U.S. Pat. No. 3,870,795 teaches the stabilization of 3-isothiazolone concentrates, i.e., (2), against chemical decomposition by addition of metal nitrite or metal nitrate. Among the useful nitrates are taught those of sodium, potassium, calcium, magnesium, ferric, ferrous, nickel, zinc, barium, manganese, silver, cobalt, and the like, and among the useful nitrites are taught those of sodium, potassium, calcium, magnesium, and the like. The '795 patent discloses that other common anions, including carbonates, sulfates, chlorates, perchlorates, and chlorides, are surprisingly ineffective.

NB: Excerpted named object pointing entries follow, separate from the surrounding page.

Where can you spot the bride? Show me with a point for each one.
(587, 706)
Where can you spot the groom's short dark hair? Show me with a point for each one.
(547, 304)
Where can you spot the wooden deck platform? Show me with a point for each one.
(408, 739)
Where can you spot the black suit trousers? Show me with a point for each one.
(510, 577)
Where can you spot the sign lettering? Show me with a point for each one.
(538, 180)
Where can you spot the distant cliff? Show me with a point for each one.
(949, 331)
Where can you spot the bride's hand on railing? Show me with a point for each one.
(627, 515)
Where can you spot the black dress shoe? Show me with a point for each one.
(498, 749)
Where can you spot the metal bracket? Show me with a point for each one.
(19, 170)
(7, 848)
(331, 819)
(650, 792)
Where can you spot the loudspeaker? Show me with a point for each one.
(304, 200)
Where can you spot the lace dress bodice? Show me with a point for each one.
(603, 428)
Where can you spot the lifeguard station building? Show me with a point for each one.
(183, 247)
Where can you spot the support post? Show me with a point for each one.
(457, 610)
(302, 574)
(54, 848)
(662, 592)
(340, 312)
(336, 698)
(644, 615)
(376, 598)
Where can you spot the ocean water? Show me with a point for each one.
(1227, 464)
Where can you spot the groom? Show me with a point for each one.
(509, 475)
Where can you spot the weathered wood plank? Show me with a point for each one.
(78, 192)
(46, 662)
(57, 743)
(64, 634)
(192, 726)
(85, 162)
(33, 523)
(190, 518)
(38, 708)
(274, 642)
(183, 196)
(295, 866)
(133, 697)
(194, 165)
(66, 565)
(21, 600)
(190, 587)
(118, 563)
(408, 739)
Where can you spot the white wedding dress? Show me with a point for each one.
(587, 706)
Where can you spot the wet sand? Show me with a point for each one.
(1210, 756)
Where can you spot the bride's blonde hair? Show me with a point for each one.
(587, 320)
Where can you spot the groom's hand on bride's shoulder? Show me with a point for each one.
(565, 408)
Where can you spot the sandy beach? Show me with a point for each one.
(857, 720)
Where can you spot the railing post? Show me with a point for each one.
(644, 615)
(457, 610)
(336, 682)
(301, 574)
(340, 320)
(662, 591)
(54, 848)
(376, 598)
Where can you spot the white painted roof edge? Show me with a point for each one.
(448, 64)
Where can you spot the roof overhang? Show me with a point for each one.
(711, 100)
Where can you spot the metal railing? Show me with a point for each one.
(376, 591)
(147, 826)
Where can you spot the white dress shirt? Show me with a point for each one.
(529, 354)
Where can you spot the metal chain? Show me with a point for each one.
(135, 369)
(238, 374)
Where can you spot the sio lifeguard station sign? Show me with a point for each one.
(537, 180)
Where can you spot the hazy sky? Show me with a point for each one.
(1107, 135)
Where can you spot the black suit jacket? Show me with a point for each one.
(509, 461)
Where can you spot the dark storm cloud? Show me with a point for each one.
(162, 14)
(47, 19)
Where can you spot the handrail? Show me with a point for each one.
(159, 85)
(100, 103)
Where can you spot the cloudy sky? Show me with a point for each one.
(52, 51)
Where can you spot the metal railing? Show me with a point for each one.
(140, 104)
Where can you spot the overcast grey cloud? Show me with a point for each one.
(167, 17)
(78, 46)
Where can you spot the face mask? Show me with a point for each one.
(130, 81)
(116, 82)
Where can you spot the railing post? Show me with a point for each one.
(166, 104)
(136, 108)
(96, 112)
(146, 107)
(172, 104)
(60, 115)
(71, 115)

The '795 patent also teaches that the isothiazolone can be an aqueous solution of the compound itself, or of the complexes. According to '795, neither the concentrates, nor the complexes, nor non-aqueous 25% by weight solutions of either the compounds or the complexes, are stable unless stabilized with nitrates or nitrites. This patent does not teach stabilization of dilute solutions (3). All of the '795 examples are directed to 25% solutions of the compounds or the complexes thereof. The concentrates are thus taught by the prior art to be stabilized by nitrates or nitrites, irrespective of the metal counter ion, and the present invention is not inconsistent.
Commercial concentrates (2) contain 3:1 mixtures of CMI and MI as the active ingredient and magnesium nitrate stabilizer in an approximate 1:1 weight ratio of stabilizer to AI. Magnesium chloride is also present as a by-product of the neutralization step in the preparation of the isothiazolone.
To stabilize the AI in use dilutions (4), Law et al., U.S. Pat. No. 5,160,527 suggest metal salts (Cu, ferrous, ferric, zinc, manganese, magnesium) of an organic carboxylic acid of at least six carbon atoms, (which are water insoluble) or chelating anions selected from EDTA, 8-hydroxy-5-hydroxyquinolinate, gluconate, o-phenanthroline, quinolinate, N,N-bis(2-hydroxy-5-sulfobenzyl)glycine, lignosulfonate polymers, and polyacrylates. The use dilutions suggested by Law, et al., comprise loci which contain destabilizing components such as amines, reducing agents (e.g., bisulfites), and fuel. These "destabilizing components" react with the AI. Law et al. do not teach any method of stabilizing dilute solutions which consist of the AI and aqueous solvent in the absence of the aforementioned destabilizing components.
Willingham, et al., U.S. Pat. No. 5,118,699, teaches the stabilizing effect of hydrazide compounds for isothiazolones present in metal working fluids and similar loci containing components antagonistic to the AI. Willingham, et al., U.S. Pat. No. 5,142,058, teaches the stabilizing effect of alkyl halohydantoins and the like in similar antagonistic loci, i.e., use dilutions. These Willingham, et al., patents do not relate to stability in dilute solutions.
For dilute solutions (3), there are two conventional methods of stabilization. The first is to use high ratios (e.g., about 15:1) of Mg(NO.sub.3).sub.2 to AI. Mg(NO.sub.3).sub.2 is not effective at lower ratios, i.e., about 1:1. The second is to use a cupric salt as the stabilizer. The cupric salt is conventionally used at a ratio of about 1:10 to AI since only very small amounts of cupric ion are necessary for effective stabilization. The reason use of cupric ion is preferred in industrial situations is that too much nitrate salt is disadvantageous in certain applications or loci.
However, the cupric stabilizer has recently come under question because of government regulatory limits in certain countries on the amount permitted in water discharge streams.
Since dilute solutions have certain advantages over the concentrates (ease of handling, reduced potential for sensitization of workers, and greater flexibility of formulations), it became necessary to find an alternative stabilization method to the cupric ion or high levels of nitrates.